Using the (log) odds ratio is a standard technique for filtering features prior to text classification. It is a 'one-sided metric' [Zheng et al., 2004] in the sense that it only discovers features which are positively correlated with a particular class. As a log-odds-ratio for the probability of seeing a feature 't' given the class 'c', it is defined as:
LOR(t,c) = log [Pr(t|c) / (1 - Pr(t|c))] : [Pr(t|!c) / (1 - Pr(t|!c))]
= log [Pr(t|c) (1 - Pr(t|!c))] / [Pr(t|!c) (1 - Pr(t|c))]
Here I use '!c' to mean a document where the class is not c.
But how do you actually calculate Pr(t|c) and Pr(t|!c)?
One subtlety to note is that feature selection probabilities, in general, are usually defined over a document event model [McCallum & Nigam 1998, Manning et al. 2008], i.e., Pr(t|c) is the probability of seeing term t one or more times in the document given the class of the document is c (in other words, the presence of t given the class c). The maximum likelihood estimate (MLE) of this probability would be the proportion of documents of class c that contain t at least once. [Technically, this is known as a Multivariate Bernoulli event model, and is distinct from a Multinomial event model over words, which would calculate Pr(t|c) using integer word counts - see the McCallum paper or the Manning IR textbook for more details, specifically on how this applies to a Naive Bayes text classifier.]
One key to using LOR effectively is to smooth these conditional probability estimates, since, as #yura noted, rare events are problematic here (e.g., the MLE of Pr(t|!c) could be zero, leading to an infinite LOR). But how do we smooth?
In the literature, Forman reports smoothing the LOR by "adding one to any zero count in the denominator" (Forman, 2003), while Zheng et al (2004) use "ELE [Expected Likelihood Estimation] smoothing" which usually amounts to adding 0.5 to each count.
To smooth in a way that is consistent with probability theory, I follow standard practices in text classification with a Multivariate Bernoulli event model. Essentially, we assume that we have seen each presence count AND each absence count B extra times. So our estimate for Pr(t|c) can be written in terms of #(t,c): the number of times we've seen t and c, and #(t,!c): the number of times we've seen t without c, as follows:
Pr(t|c) = [#(t,c) + B] / [#(t,c) + #(t,!c) + 2B]
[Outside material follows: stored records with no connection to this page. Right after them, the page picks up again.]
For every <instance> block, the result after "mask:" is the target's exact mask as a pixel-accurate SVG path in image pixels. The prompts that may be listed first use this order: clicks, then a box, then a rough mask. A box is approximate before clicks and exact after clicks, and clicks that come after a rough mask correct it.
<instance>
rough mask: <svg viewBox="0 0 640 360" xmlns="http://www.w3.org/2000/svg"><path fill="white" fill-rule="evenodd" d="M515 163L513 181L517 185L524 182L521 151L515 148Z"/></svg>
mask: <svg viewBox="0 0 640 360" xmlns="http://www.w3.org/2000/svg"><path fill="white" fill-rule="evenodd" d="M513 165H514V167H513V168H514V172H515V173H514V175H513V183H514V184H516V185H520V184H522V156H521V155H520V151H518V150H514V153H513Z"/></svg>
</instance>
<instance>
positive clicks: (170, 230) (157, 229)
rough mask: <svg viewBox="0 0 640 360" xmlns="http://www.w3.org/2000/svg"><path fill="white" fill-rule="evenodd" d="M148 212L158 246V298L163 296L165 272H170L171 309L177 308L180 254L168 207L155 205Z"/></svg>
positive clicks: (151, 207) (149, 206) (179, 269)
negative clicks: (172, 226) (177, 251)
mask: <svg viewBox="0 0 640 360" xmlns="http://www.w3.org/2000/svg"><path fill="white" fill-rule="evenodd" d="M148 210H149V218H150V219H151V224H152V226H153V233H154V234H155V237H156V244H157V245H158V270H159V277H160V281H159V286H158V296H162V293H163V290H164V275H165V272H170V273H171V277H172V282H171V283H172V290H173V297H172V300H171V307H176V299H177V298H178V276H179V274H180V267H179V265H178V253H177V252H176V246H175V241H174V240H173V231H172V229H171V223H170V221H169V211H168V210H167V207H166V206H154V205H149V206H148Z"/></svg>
= [#(t,c) + B] / [#(c) + 2B]
If B = 0, we have the MLE. If B = 0.5, we have ELE. If B = 1, we have the Laplacian prior. Note this looks different than smoothing for the Multinomial event model, where the Laplacian prior leads you to add |V| in the denominator [McCallum & Nigam, 1998]
You can choose 0.5 or 1 as your smoothing value, depending on which prior work most inspires you, and plug this into the equation for LOR(t,c) above, and score all the features.
Typically, you then decide on how many features you want to use, say N, and then choose the N highest-ranked features based on the score.
In a multi-class setting, people have often used 1 vs All classifiers and thus did feature selection independently for each classifier and thus each positive class with the 1-sided metrics (Forman, 2003). However, if you want to find a unique reduced set of features that works in a multiclass setting, there are some advanced approaches in the literature (e.g. Chapelle & Keerthi, 2008).
References:
Zheng, Wu, Srihari, 2004
McCallum & Nigam 1998
Manning, Raghavan & Schütze, 2008
Forman, 2003
Chapelle & Keerthi, 2008
Odd ratio is not good measure for feature selection, because it is only shows what happen when feature present, and nothing when it is not. So it will not work for rare features and almost all features are rare so it not work for almost all features. Example feature with 100% confidence that class is positive which present in 0.0001 is useless for classification. Therefore if you still want to use odd ratio add threshold on frequency of feature, like feature present in 5% of cases. But I would recommend better approach - use Chi or info gain metrics which automatically solve those problems.